Este destino puede estar cerca de casa, en los pueblos o ciudades cercanas, visitando museos, rutas o rincones que no conocemos… Pueden ser varios días con sus noches incluidas o bien desplazamientos en el mismo día, puede ser con alojamiento en hoteles muy equipados o en un camping, en pleno contacto con la naturaleza…

Lo importante es que sea un lugar al que queramos ir para conocerlo y disfrutar.

Viaje interior

¿Viajar para qué?

Sea como sea, lo importante es que nuestras vacaciones cumplan el objetivo de desconectar, disfrutar, descansar y aprender de cada experiencia, lugar y persona que encontremos.

Es preferible viajar a un solo lugar, disfrutarlo al máximo, conocerlo en todos sus rincones, en todos sus momentos y en sus gentes, más que viajar a muchos lugares con poco tiempo en cada uno de ellos.

Viajar es un momento perfecto para poner distancia con nuestra rutina, con nuestro ritmo y forma de vida, por ello, es importante ser consciente y aprovechar ese viaje geográfico como un viaje interior, un viaje de encuentro con uno mismo.

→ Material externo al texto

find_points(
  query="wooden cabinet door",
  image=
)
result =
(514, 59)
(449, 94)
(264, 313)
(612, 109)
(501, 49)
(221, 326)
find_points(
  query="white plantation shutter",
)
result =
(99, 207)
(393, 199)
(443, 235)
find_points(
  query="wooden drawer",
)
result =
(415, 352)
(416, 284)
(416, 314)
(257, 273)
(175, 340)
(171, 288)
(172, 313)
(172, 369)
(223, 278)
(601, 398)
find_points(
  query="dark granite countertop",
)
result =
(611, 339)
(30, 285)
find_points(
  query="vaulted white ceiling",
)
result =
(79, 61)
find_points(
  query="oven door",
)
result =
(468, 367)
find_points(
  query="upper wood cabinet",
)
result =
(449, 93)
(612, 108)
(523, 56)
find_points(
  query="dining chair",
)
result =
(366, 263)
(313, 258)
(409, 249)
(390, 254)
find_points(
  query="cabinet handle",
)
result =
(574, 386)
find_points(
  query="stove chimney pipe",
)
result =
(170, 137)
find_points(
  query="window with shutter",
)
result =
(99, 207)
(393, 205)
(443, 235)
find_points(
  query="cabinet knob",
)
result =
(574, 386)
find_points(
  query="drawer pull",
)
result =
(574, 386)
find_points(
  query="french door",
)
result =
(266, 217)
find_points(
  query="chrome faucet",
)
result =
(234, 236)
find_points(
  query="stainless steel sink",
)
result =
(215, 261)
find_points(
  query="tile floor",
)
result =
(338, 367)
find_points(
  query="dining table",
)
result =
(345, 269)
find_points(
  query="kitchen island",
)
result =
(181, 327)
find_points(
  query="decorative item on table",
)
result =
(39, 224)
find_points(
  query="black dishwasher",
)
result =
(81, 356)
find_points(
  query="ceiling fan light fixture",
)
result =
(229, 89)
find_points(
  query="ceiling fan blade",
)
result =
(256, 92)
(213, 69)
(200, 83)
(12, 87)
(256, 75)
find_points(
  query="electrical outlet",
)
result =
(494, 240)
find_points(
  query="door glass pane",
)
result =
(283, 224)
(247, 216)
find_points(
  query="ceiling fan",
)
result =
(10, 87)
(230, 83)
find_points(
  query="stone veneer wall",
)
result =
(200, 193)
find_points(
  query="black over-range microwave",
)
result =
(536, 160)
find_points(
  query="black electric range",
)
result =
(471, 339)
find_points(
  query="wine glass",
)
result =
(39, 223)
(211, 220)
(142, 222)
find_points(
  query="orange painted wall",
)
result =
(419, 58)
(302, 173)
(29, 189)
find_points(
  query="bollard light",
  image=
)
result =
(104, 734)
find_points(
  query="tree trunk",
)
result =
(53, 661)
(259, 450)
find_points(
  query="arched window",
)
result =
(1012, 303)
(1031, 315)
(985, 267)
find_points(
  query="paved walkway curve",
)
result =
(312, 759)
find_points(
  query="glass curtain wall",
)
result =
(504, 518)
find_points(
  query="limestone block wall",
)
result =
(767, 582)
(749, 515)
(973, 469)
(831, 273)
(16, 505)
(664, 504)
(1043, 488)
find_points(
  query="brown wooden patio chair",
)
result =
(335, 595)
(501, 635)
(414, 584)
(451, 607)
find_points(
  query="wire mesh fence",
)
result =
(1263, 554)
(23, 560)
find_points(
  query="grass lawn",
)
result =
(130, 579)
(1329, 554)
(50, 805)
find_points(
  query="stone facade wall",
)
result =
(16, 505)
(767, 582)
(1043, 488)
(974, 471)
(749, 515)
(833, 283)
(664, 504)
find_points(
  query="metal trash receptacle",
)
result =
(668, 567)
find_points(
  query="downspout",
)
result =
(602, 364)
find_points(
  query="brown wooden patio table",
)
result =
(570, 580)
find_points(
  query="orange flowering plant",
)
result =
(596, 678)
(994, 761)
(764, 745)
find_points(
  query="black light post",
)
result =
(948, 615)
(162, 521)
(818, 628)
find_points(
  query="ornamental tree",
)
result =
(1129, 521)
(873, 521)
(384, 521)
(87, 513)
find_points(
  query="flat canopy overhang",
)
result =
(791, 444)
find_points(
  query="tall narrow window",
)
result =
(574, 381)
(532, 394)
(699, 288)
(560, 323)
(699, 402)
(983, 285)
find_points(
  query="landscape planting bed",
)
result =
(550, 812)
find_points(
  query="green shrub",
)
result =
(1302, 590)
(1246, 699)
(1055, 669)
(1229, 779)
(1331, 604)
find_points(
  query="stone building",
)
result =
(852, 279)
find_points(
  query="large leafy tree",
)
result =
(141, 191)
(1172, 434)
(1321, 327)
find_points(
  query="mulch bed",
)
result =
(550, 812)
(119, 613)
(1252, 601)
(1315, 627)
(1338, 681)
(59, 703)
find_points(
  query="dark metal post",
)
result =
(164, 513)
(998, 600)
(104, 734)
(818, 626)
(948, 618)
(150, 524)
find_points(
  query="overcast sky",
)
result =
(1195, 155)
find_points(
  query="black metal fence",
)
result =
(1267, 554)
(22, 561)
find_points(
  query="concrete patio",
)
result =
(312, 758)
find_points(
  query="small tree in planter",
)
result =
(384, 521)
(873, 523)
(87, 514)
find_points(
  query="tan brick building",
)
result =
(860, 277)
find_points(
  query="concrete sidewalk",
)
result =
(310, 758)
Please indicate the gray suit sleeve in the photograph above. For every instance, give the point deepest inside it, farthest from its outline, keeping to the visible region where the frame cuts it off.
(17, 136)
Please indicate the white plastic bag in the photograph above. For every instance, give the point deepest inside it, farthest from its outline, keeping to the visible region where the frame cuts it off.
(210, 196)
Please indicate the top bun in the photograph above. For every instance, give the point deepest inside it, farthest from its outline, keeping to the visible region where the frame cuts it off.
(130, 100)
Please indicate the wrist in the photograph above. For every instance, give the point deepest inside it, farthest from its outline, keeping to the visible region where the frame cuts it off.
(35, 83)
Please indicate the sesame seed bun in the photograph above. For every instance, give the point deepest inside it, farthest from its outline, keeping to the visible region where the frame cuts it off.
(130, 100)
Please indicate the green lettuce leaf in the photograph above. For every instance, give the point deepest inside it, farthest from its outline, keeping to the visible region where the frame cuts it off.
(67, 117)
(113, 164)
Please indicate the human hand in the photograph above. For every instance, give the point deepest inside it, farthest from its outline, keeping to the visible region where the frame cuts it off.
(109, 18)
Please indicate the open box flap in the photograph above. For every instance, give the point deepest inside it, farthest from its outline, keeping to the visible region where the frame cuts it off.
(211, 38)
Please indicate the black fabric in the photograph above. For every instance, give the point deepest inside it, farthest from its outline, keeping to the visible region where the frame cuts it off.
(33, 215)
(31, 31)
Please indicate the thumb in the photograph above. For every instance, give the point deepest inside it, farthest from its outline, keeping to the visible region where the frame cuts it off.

Con frecuencia, observar y ser consciente de todo lo que se cruza en nuestras vacaciones, es la mejor forma de aprender que en nuestra vida, hay cosas que pueden cambiar o mejorar.

Salir de nuestros límites interiores supone darnos cuenta de que existen otras formas de vivir, tomar buena nota, y a la vuelta de nuestras vacaciones, volver con nuevas ideas y propósitos para mejorar nuestra vida diaria.

Rumbo

Consejos vacacionales:

Viaja con calma, despacio, cambia tu ritmo de moverte en relación al que habitualmente estás acostumbrado.

-Dedica tiempo a sentir, oler, escuchar, tocar el lugar donde te encuentras, sentirás que el lugar y su gente te transmiten muchas cosas. Explora.

-Haz una fotografía mental, graba ése momento en tu memoria con todos sus componentes sensoriales.

Siéntate y respira, observa cómo viven o vivieron las personas de ese lugar.

Imagina el ritmo de vida allí, cómo será en ese lugar la vida. Experimenta la sensación agradable o desagradable que te transmite tu imaginación.

Dedica tiempo a conversar con las personas que te encuentres, sé curioso y pregúntales cómo resuelven, cómo hacen… Seguro que descubrirás otros puntos de vista y alternativas.

Piérdete por rincones de ese lugar, donde no lleguen las rutas turísticas, donde observes en solitario sus detalles.

Muéstrate curioso por la historia, la fauna, la flora del lugar, sumérgete en el ambiente de ése lugar.

Escribe, graba, fotografía sensaciones, momentos, detalles del lugar. Plasmar tus sensaciones, te permite conocerlas aun más y en consecuencia, a ti mismo.

Escribir

No tengas prisa, disfruta de cada paseo, de cada momento, de cada parada, de todo lo que te ofrece ese lugar elegido para tus vacaciones.

Y a la vuelta de tus vacaciones, reflexiona de lo que has aprendido, y procura llevarlo contigo cada día de vuelta a tu rutina.

Quizás te sorprendas porque algo dentro de ti habrá cambiado, has aprendido o has mejorado algún aspecto de tu vida. Es seguro, que la actitud con la que enfocarás tu vida será diferente a la que tenías antes de marchar de vacaciones.